Homework for class 8

24 March 2016

The library seqinr is needed in all the following exercises.

Finding all ORFs in bacteria

Prepare a RMarkdown document with the following parts:

  1. Write a function named find.codons() with 3 inputs: a genome (a vector of char), a strand (a char, either “+” or “-”) and a frame number (either 0, 1 or 2). The function should return a vector with all codons in that reading frame. You can use the function splitseq(). Verify that all codons have length 3.
  2. Apply this function on the genome of E.coli for strands “+” and “-” and for frame 0, 1 and 2. Store the six results on a list named codons with 6 elements.
  3. Write a function that, given a list of codons, finds the position of all start codons. You can use the function which. Apply this function to any of the elements of the list codons and store the result in a vector named start.
  4. Write a similar function to find the position of the stop codons. Store them in a vector named stop.
  5. (Optional) Write a function that, given the vectors start and stop, returns a vector of the lengths of all ORFs. Notice that there may be more than one start codon for each stop codon. Which one is the real start?

Combine a FASTA file and a GFF file to get the CDS sequences

Write a RMarkdown document that combines the following steps

  1. Read the genome of the bacteria from a FASTA file. For example you can use NC_000913.fna. Store the first element of the result in a vector named genome.

  2. Read the description of the features from a GFF file and store them in a data frame named features.

  3. Write a function that takes the features data frame and returns a new data frame with one row for each CDS and three columns: start, stop and strand. Store the result in a variable named CDS.

  4. Write a function that takes a number n, a data frame CDS and a vector genome and returns the nucleotidic sequence of the gene described in the line n of the data frame CDS.

  5. Write a function that combines the CDS data frame and the genome vector to produce a list with the nucleotidic sequences of all genes. Each gene sequence is a vector of char.

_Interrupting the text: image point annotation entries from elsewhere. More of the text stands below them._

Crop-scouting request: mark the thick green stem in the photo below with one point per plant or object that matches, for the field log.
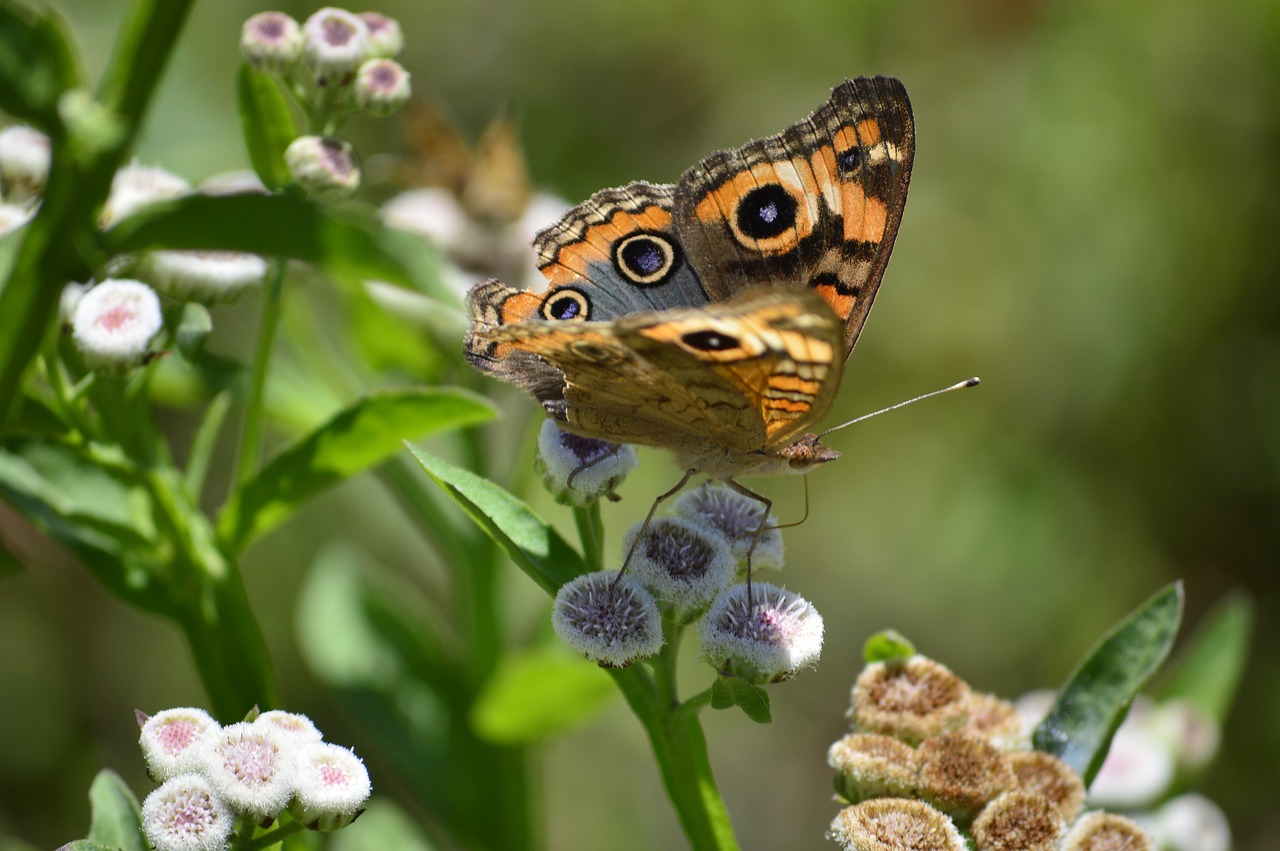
(255, 413)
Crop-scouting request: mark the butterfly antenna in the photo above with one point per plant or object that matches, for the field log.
(959, 385)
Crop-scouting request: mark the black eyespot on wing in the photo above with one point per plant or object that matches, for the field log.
(566, 305)
(766, 211)
(849, 161)
(709, 341)
(647, 259)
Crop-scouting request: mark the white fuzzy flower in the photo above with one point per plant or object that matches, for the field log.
(272, 42)
(251, 767)
(385, 39)
(295, 724)
(206, 277)
(172, 740)
(579, 470)
(337, 41)
(611, 620)
(323, 165)
(382, 87)
(114, 323)
(24, 158)
(184, 814)
(332, 787)
(773, 637)
(138, 186)
(737, 517)
(682, 562)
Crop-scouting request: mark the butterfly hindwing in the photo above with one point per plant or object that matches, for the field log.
(817, 205)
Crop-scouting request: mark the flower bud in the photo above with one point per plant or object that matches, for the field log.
(385, 39)
(382, 87)
(766, 636)
(272, 42)
(336, 42)
(684, 563)
(323, 165)
(609, 618)
(579, 470)
(186, 814)
(114, 323)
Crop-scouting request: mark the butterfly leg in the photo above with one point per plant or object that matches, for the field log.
(644, 527)
(759, 530)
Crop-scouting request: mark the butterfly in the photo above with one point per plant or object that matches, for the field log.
(713, 316)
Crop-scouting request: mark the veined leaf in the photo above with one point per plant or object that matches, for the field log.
(356, 439)
(1096, 696)
(528, 539)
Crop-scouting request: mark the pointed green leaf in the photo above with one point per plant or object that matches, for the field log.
(732, 691)
(347, 241)
(887, 645)
(538, 695)
(1206, 672)
(528, 539)
(266, 122)
(115, 820)
(1096, 696)
(361, 437)
(37, 62)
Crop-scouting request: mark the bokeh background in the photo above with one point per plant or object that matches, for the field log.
(1093, 228)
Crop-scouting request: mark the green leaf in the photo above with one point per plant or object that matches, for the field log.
(37, 63)
(887, 645)
(528, 539)
(1096, 696)
(361, 437)
(732, 691)
(266, 122)
(538, 695)
(348, 241)
(1206, 672)
(115, 819)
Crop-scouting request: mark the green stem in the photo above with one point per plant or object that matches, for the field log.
(255, 415)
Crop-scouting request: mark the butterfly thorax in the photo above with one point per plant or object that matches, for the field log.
(722, 462)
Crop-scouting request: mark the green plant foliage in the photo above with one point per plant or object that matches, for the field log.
(1095, 699)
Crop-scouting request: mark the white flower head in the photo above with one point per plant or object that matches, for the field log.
(332, 787)
(295, 724)
(682, 562)
(24, 156)
(771, 639)
(579, 470)
(13, 216)
(186, 814)
(611, 620)
(323, 165)
(337, 41)
(114, 323)
(138, 186)
(251, 767)
(737, 517)
(206, 277)
(170, 740)
(1137, 772)
(1192, 823)
(385, 39)
(272, 42)
(382, 87)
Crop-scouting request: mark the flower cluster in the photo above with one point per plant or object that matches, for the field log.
(334, 64)
(929, 762)
(684, 568)
(254, 771)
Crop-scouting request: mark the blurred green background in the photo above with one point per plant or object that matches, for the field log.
(1093, 228)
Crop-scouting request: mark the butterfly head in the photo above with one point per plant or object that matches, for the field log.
(807, 453)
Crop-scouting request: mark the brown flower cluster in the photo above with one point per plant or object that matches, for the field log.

    You can use lapply on the function from the previous question. Store the result in a variable named CDS.sequences.

  6. Write a function that takes the CDS.sequences list and produces a list with the aminoacidic sequences of all proteins coded genes. Store the result in protein.sequences.

    You can assume that the genetic code is the bacterial one.

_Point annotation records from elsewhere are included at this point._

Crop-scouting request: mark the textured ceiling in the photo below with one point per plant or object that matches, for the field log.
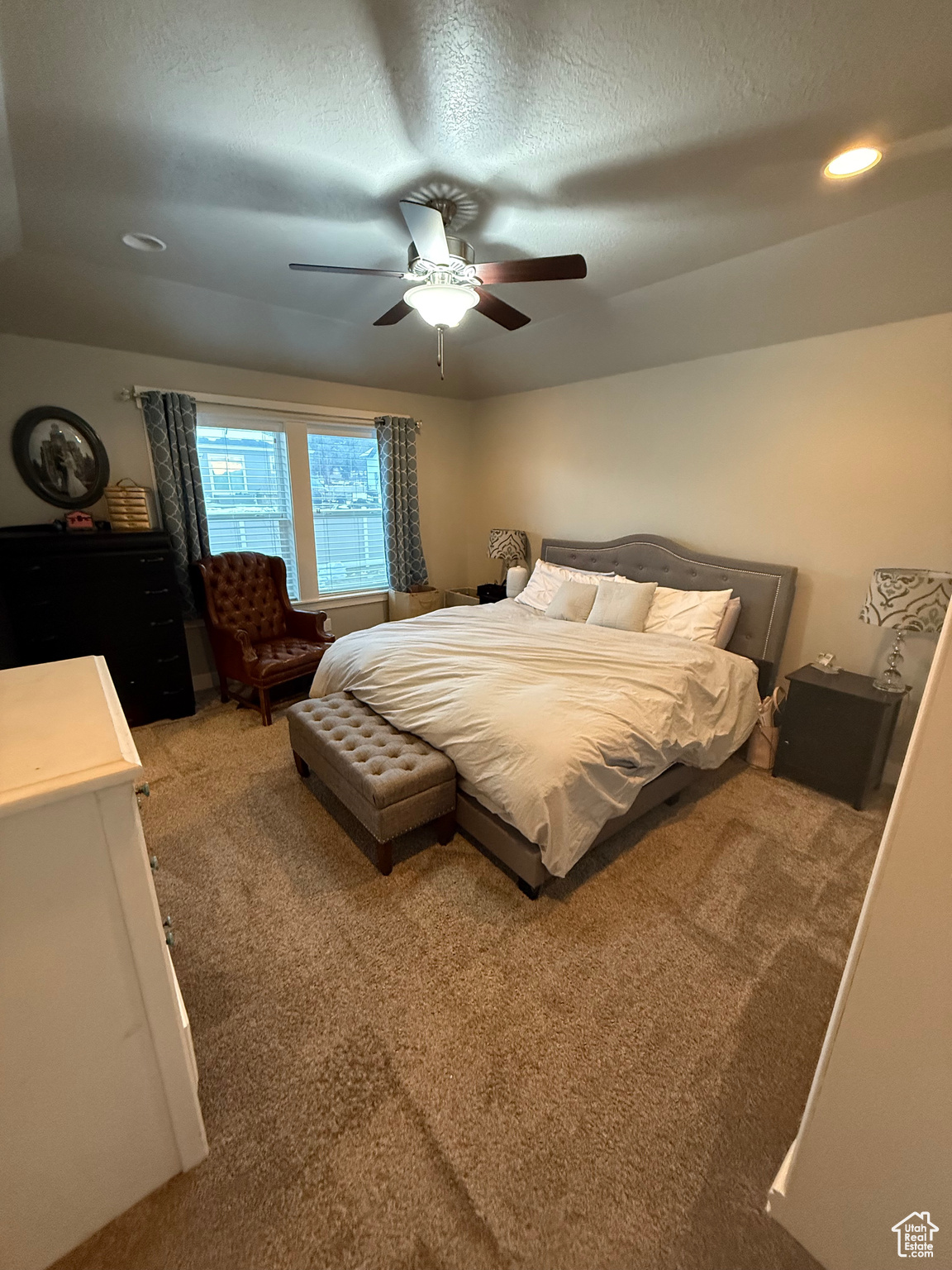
(655, 139)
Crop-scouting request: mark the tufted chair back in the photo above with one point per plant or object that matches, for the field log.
(246, 591)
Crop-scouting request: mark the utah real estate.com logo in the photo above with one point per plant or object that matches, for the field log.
(914, 1234)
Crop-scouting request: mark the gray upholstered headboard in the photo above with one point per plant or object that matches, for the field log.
(765, 591)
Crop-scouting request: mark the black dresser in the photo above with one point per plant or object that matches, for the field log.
(70, 594)
(835, 733)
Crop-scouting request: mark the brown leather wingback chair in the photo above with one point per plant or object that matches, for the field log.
(257, 637)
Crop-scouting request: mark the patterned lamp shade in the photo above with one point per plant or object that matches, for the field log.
(911, 599)
(512, 545)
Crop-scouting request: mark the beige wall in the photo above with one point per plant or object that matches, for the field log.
(88, 380)
(831, 454)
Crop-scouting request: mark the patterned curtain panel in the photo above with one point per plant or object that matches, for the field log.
(397, 442)
(170, 424)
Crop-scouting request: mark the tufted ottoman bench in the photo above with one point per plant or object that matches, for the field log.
(390, 780)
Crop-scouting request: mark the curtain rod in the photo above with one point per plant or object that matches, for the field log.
(135, 394)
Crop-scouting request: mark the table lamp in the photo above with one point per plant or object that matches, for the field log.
(907, 599)
(512, 547)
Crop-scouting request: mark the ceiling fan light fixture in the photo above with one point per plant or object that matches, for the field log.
(440, 303)
(850, 163)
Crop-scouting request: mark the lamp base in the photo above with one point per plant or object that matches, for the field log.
(890, 678)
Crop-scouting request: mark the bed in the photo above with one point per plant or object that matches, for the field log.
(563, 733)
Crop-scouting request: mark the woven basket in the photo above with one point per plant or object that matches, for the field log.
(128, 508)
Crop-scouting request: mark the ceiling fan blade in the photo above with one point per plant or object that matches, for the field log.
(345, 268)
(497, 310)
(426, 230)
(397, 314)
(545, 268)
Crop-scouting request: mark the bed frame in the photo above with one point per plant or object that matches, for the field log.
(765, 594)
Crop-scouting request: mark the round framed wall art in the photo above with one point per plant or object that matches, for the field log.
(60, 456)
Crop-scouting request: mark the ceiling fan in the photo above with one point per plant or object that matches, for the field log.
(445, 279)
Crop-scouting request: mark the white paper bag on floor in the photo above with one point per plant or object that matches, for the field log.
(762, 747)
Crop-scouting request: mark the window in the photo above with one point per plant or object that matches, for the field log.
(246, 488)
(348, 516)
(305, 489)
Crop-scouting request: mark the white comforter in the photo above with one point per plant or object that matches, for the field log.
(552, 725)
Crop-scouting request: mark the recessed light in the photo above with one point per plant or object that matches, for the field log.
(144, 241)
(850, 163)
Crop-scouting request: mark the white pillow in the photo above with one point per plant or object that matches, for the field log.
(694, 615)
(622, 607)
(729, 623)
(573, 601)
(547, 578)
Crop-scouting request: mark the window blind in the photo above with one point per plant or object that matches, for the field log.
(248, 493)
(348, 514)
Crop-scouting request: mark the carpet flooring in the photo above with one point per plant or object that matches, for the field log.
(431, 1071)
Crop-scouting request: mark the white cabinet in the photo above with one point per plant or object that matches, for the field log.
(98, 1080)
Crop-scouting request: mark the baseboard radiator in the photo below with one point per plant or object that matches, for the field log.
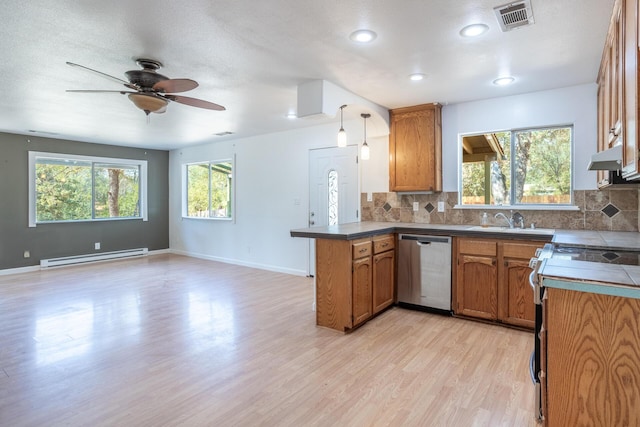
(100, 256)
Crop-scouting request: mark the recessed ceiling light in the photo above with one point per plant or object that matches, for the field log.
(474, 30)
(503, 81)
(363, 36)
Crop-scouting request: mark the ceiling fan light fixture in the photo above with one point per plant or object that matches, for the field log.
(148, 103)
(504, 81)
(474, 30)
(363, 36)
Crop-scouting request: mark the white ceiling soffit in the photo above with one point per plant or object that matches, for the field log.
(514, 15)
(321, 99)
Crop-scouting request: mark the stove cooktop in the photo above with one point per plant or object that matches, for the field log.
(597, 255)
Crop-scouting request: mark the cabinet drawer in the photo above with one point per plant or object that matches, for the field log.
(520, 250)
(478, 247)
(361, 249)
(383, 243)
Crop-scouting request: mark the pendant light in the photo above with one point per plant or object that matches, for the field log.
(364, 154)
(342, 135)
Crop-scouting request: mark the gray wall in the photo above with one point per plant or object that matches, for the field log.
(56, 240)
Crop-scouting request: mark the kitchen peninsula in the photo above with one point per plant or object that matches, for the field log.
(590, 339)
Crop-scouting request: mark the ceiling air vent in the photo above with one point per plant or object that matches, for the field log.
(514, 15)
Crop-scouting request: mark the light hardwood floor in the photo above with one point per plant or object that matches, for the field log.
(169, 340)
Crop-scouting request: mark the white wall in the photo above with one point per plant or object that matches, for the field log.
(271, 177)
(272, 173)
(572, 105)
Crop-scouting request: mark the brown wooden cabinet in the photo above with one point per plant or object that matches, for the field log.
(415, 148)
(354, 280)
(590, 366)
(361, 282)
(516, 295)
(618, 90)
(492, 280)
(384, 261)
(477, 278)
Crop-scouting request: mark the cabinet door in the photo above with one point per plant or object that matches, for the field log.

  7. Write the values of CDS.sequences into a FASTA file. See the function write.fasta().

  8. Write another FASTA file with the aminoacidic sequence of the coded proteins. See the translate() function.

The names of the genes in the FASTA output files can be a serial number. See the paste() function if you want to do something nicer.

Finding Binding Sites

  1. Write a function score.position() to evaluate the score of a position for a given position weight matrix. These matrices have 4 rows and 5 to 30 columns. Rows have names corresponding to nucleotides.

    The function should work with any position weight matrix. For testing you can download the matrix here. You can read it with

    PWM <- read.delim("PWM.txt", header=FALSE, row.names=1)

    Inputs:

    • pos: position in the genome
    • genome: vector of chars
    • mat: a position specific score matrix

    Output: the score

  2. Evaluate it on each position of E.coli genome.